Dershane vurgunu

Bugün okullar yarıyıl tatilini bitirip ders başı yapıyorlar. Milyonlarca öğrenci sadece adı yarıyıl tatili olan dönemi tamamlayıp ders başı yaptı. Adı diyorum çünkü bu 20 günlük tatil süresince öğrencilerin yüzde 90’ına yakını dinlenip uyumadı, sabahın erken saatlerinden itibaren kara kışa rağmen dershanelere gittiler.
Türkiye’de hayatın her alanında yaşanan adaletsizlikler eğitim alanında da karşımıza çıkıyor. Bunun akla gelen ilk örneği son yıllarda kontrolsüzce büyüyen dershane sektörüdür. Üniversiteye girişte uygulanan merkezi sınav sistemi ile ortaya çıkan dershaneler, günümüzde alternatif öğretim kurumları kimliği ile her türlü pedagojik formasyondan yoksun olarak varlıklarını sürdürmekteler ve ailelerin aktardıkları maddi kaynaklarla cirolarını milyarlarca liraya ulaştırmaktadırlar.
Sayıları 1974’te 174 olan dershaneler bugün resmi kayıtlara göre 5 bin civarıdır. Bu sayı sadece kayıtlı olanları ifade etmektedir.

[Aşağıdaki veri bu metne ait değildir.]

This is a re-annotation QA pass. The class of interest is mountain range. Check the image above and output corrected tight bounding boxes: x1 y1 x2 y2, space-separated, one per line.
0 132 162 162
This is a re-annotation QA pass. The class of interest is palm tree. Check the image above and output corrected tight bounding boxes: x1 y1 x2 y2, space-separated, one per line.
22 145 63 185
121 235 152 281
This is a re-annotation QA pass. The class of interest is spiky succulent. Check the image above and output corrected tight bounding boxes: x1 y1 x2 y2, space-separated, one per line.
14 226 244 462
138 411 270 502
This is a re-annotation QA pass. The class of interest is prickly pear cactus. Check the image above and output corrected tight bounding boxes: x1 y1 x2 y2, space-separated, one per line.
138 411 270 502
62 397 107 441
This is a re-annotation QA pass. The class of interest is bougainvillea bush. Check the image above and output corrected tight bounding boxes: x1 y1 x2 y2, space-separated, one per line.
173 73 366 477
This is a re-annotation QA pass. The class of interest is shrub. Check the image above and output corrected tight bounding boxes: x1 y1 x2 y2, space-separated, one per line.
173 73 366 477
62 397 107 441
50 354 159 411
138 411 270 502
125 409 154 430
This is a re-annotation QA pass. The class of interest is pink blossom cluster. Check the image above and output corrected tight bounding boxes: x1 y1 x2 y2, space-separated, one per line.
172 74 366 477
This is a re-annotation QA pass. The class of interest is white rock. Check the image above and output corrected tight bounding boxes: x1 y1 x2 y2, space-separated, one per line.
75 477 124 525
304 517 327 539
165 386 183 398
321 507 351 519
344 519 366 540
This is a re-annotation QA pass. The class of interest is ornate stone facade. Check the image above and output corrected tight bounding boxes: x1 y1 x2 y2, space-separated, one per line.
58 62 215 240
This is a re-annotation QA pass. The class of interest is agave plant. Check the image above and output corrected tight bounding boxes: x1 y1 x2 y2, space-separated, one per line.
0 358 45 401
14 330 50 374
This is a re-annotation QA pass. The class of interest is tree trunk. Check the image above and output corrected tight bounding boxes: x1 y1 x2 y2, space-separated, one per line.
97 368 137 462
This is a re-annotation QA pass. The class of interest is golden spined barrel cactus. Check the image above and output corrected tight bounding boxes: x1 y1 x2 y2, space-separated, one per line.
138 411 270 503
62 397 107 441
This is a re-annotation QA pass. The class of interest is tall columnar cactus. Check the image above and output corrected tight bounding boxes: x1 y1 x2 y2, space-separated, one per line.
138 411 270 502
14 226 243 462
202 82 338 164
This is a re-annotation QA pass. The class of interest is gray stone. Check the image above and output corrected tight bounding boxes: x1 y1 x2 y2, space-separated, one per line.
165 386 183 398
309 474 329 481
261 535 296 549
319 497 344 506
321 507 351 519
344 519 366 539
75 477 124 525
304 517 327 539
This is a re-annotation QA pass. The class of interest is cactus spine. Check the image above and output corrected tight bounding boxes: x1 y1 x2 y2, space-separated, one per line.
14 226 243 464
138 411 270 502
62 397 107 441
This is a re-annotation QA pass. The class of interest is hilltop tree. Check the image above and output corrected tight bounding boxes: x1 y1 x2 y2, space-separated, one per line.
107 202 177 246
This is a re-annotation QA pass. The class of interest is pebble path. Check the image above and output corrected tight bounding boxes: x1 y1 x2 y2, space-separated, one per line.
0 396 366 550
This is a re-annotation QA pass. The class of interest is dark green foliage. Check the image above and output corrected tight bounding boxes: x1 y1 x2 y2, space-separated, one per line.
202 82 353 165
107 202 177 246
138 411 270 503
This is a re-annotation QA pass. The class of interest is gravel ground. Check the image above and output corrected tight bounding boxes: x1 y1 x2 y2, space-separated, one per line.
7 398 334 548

Kayıt dışı çalışan dershaneler de eklendiğinde ortaya çok daha büyük bir sayı çıkacaktır. Sadece Türkiye’de olan bu dershane çılgınlığı neden dünyanın hiçbir ülkesinde yok? Devlet, bu dershane çılgınlığına izin vererek adeta okullardaki eğitim sisteminin kalitesizliğini mi kabul ediyor?
Ben şahsen bunu kabul etmiyorum.
Devletin okullarında öğretmen olmanın ne kadar zor bir iş olduğunu göz önüne aldığımızda bu okulların kalitesi ortaya çıkıyor.
Dershane sayısındaki bu patlamanın aslında tek sorumlusu veliler. Ailelerin kişisel hırsları çocukları yarış atına çevirirken bugün büyük bir rekabetin ortaya çıkmasına de neden olmuşlardır. Her öğrenci okulda istediği kadar başarılı olsun mutlaka dershane ihtiyacı duymaktadır. Bilgi olarak duymasa bile psikolojik olarak duymaktadır. Öyle bir hava yaratılmıştır ki, dershaneye gitmeyen öğrenci sınav kazanamaz düşüncesinin ortaya çıkmasına neden olmuştur.
Gerçekten dershaneler öğrencileri başarılı kılıyor mu? Öncelikle dünyada bir örneği dahi olmayan dershanelere bir göz atmakta yarar var. Dershanelerde görev yapan öğretmenlerin yüzde 80’inden fazlası devlet okullarına öğretmen olamamış kişilerden oluşmaktadır. Yani defalarca KPS’ye girip kazanamadığından çareyi dershanede öğretmen olmakta bulan eğitimciler.
Yani çocuğunuzun sınav kazanması için, sınav kazanamayan bir kişiye yolluyorsunuz. Tüm dershanedeki öğretmenler böyle demek istemiyorum ama en azından bu sayı da hiç küçümsenmeyecek kadar büyük.
Olaya yine öğretmen açısından baktığımızda tam bir rezaletler zinciri görüyoruz.
Dershanelerde görev yapan öğretmenlerin iş güvencesi bulunmuyor. Yani birçok dershanede bu yıl gördüğünüz öğretmeni bir yıl en fazla iki yıl sonra göremiyorsunuz.
Bu öğretmenler dershane sahipleri tarafından adeta “eti de kemiği de benim” felsefesi ile çalıştırılıyor. Fazla mesai verilmiyor, düşük ücretle çalıştırılıyor. Geçen hafta öğrendiğim bir gerçek ise olayın vehametini gözler önüne seriyor: Bazı dershaneler yeni öğretmen alırken, sözleşme ile birlikte istifa dilekçesi ve senet alıyor. Buyurun bu çarka çocuğunuzu eğitim almak için sokun! Dershane çılgınlığı daha şimdiden ilkokula sıçradı. Yarın anaokuluna da sıçrarsa hiç şaşmayın! Birilerinin cebine giren trilyonlar ve heder olan tatilinde uyuyup dinlenme yerine pis işhanlarının çatı katlarında eğitim arayan çocuklarımız. Sizce bu ayıp kimin?